In recent years, the demand for high-purity intermediates like 4-Chloro-[3,4]bipyridinyl-2-ylamine has surged, driven by advancements in catalysis and medicinal chemistry. Its role in facilitating cross-coupling reactions—such as Suzuki-Miyaura or Buchwald-Hartwig reactions—makes it invaluable for constructing complex molecular architectures. This aligns with the growing trend of green chemistry, where efficient synthetic routes minimize waste and energy consumption. Laboratories and industries increasingly prioritize such compounds to meet sustainability goals while maintaining high yields.
From a biological activity perspective, 4-Chloro-[3,4]bipyridinyl-2-ylamine has shown promise in preliminary studies targeting enzyme inhibition and receptor modulation. Its structural similarity to known pharmacophores has led to investigations into its potential applications in central nervous system (CNS) disorders and anti-inflammatory therapies. These studies often leverage computational tools like molecular docking to predict interactions, reflecting the integration of AI-driven drug design in modern research.

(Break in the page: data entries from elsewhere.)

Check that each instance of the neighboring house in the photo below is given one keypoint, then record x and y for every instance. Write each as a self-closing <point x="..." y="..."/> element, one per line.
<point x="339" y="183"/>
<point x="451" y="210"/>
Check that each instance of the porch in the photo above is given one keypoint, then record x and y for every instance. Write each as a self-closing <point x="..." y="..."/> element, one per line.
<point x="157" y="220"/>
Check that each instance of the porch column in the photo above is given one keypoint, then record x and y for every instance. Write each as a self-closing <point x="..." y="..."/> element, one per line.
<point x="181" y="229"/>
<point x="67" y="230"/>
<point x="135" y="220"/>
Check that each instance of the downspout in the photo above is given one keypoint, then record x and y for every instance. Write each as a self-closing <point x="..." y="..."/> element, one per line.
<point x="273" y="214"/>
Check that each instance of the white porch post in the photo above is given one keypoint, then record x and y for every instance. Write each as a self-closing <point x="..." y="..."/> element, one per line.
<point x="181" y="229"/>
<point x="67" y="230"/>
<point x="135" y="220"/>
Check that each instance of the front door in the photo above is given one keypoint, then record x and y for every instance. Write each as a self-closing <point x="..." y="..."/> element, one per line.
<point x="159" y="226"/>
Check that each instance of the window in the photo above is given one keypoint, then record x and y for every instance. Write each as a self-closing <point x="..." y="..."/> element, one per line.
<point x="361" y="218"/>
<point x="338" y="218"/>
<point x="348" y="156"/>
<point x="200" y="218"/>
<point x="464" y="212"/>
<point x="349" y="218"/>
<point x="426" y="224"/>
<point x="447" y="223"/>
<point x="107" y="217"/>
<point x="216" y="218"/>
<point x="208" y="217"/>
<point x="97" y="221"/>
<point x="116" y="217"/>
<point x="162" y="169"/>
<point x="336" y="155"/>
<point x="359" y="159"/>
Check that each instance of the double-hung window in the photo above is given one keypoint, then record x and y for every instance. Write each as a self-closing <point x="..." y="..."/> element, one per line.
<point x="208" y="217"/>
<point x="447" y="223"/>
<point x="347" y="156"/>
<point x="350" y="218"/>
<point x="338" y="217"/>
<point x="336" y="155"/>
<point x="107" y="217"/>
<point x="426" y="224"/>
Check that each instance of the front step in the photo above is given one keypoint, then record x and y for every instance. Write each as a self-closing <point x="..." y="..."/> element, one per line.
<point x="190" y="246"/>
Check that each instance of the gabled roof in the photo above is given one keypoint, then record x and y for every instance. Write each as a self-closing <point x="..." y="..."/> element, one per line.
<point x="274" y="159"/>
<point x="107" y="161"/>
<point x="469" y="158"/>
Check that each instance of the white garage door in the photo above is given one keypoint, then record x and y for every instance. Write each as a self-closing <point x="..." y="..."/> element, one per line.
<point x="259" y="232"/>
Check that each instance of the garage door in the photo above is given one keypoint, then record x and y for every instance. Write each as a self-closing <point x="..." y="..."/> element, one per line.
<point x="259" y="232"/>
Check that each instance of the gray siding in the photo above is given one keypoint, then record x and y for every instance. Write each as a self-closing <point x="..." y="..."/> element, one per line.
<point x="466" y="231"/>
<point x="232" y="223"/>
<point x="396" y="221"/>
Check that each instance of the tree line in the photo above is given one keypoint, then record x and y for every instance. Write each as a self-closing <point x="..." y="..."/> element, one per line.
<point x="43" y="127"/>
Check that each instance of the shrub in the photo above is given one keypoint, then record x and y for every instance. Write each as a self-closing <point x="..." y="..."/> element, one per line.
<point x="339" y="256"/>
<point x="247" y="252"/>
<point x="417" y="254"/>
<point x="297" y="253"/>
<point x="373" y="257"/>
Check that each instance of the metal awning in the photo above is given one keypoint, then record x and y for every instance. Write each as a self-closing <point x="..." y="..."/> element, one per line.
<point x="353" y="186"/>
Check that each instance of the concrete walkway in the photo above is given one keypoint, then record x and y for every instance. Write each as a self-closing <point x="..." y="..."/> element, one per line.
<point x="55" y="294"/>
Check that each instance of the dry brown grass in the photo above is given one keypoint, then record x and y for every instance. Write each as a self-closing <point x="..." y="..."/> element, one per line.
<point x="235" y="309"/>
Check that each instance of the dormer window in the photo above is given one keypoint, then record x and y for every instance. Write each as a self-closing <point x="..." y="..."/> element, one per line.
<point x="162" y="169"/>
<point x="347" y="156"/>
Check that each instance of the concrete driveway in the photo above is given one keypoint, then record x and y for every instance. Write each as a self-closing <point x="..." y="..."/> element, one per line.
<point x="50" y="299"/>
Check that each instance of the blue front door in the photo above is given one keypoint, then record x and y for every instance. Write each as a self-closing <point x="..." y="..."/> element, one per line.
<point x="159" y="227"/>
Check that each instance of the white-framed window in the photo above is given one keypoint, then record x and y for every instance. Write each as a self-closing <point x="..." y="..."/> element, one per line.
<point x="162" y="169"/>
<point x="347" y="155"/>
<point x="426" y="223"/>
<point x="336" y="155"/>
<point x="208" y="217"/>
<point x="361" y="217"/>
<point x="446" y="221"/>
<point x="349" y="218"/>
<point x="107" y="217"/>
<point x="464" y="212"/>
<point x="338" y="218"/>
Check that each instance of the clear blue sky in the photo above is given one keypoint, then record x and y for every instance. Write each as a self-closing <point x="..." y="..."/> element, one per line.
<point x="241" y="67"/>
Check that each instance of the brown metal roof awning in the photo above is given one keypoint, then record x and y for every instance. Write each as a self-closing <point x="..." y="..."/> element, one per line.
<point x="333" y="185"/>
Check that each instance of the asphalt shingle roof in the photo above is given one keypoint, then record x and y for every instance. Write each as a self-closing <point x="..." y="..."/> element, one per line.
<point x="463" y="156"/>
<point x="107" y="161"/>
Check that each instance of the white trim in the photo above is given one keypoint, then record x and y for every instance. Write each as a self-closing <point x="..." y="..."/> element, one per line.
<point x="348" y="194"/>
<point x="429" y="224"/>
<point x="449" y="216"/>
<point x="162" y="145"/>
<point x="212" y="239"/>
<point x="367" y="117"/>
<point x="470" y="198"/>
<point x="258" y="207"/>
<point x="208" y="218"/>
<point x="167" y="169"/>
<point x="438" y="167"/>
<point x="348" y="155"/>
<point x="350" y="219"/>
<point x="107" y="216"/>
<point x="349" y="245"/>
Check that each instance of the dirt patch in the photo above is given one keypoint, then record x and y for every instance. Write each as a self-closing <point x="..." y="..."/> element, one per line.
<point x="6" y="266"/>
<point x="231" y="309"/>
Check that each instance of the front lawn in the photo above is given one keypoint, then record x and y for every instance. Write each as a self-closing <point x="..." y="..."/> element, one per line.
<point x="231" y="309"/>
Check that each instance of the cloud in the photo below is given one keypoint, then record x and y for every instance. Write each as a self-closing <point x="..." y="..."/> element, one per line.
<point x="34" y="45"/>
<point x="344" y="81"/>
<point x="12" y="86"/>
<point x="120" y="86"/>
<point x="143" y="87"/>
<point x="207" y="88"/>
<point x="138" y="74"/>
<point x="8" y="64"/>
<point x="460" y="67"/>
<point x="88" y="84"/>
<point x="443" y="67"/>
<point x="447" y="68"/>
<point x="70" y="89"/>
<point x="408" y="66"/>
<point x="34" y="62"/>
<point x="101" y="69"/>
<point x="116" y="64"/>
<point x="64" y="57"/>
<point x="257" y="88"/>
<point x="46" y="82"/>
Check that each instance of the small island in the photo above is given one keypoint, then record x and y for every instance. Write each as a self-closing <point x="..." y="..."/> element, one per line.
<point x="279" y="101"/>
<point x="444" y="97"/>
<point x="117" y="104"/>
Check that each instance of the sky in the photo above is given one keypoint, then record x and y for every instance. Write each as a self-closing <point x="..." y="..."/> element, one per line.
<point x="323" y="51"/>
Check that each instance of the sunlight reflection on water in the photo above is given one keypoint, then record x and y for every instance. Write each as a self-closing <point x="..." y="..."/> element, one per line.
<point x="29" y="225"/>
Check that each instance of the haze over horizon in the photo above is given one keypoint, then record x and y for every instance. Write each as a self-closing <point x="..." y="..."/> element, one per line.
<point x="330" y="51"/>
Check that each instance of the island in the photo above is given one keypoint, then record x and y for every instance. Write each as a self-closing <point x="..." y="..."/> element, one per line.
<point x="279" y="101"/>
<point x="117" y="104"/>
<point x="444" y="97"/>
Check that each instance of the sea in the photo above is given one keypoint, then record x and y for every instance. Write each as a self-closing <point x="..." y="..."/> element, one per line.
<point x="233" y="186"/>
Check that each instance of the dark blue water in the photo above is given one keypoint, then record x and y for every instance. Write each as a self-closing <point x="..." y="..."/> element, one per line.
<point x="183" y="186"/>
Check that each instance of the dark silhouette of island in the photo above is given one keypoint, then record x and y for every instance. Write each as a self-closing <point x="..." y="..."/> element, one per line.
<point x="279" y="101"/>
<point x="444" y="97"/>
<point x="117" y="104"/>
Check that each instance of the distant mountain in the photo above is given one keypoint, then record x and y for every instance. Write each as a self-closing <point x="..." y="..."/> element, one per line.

The compound’s physicochemical properties, including solubility, stability, and partition coefficient (logP), are critical for formulation scientists. For instance, its moderate lipophilicity suggests suitability for blood-brain barrier penetration, a key factor in CNS drug development. Such data is frequently sought by researchers optimizing drug delivery systems, especially for neurodegenerative diseases—a hot topic in 2024 due to rising global prevalence.
Beyond pharmaceuticals, 4-Chloro-[3,4]bipyridinyl-2-ylamine is explored in material science for designing organic semiconductors and ligands for metal-organic frameworks (MOFs). Its conjugated system and electron-rich nitrogen atoms make it a candidate for optoelectronic devices, aligning with the push for renewable energy technologies. This versatility addresses common search queries like “bipyridine applications in solar cells” or “nitrogen heterocycles in MOFs.”
Quality control and analytical methods for CAS No. 1381938-46-0 are another focal point. Techniques like HPLC, LC-MS, and NMR spectroscopy ensure batch consistency, a priority for regulatory compliance. Discussions on patent landscapes and synthetic routes further highlight its commercial relevance, often appearing in forums on process chemistry optimization.
In summary, 4-Chloro-[3,4]bipyridinyl-2-ylamine exemplifies the intersection of cutting-edge research and industrial utility. Its multifaceted applications—from drug discovery to advanced materials—underscore why it remains a highly searched compound in scientific databases. As interdisciplinary collaborations expand, its role in addressing global challenges like healthcare innovation and sustainable technology will likely grow.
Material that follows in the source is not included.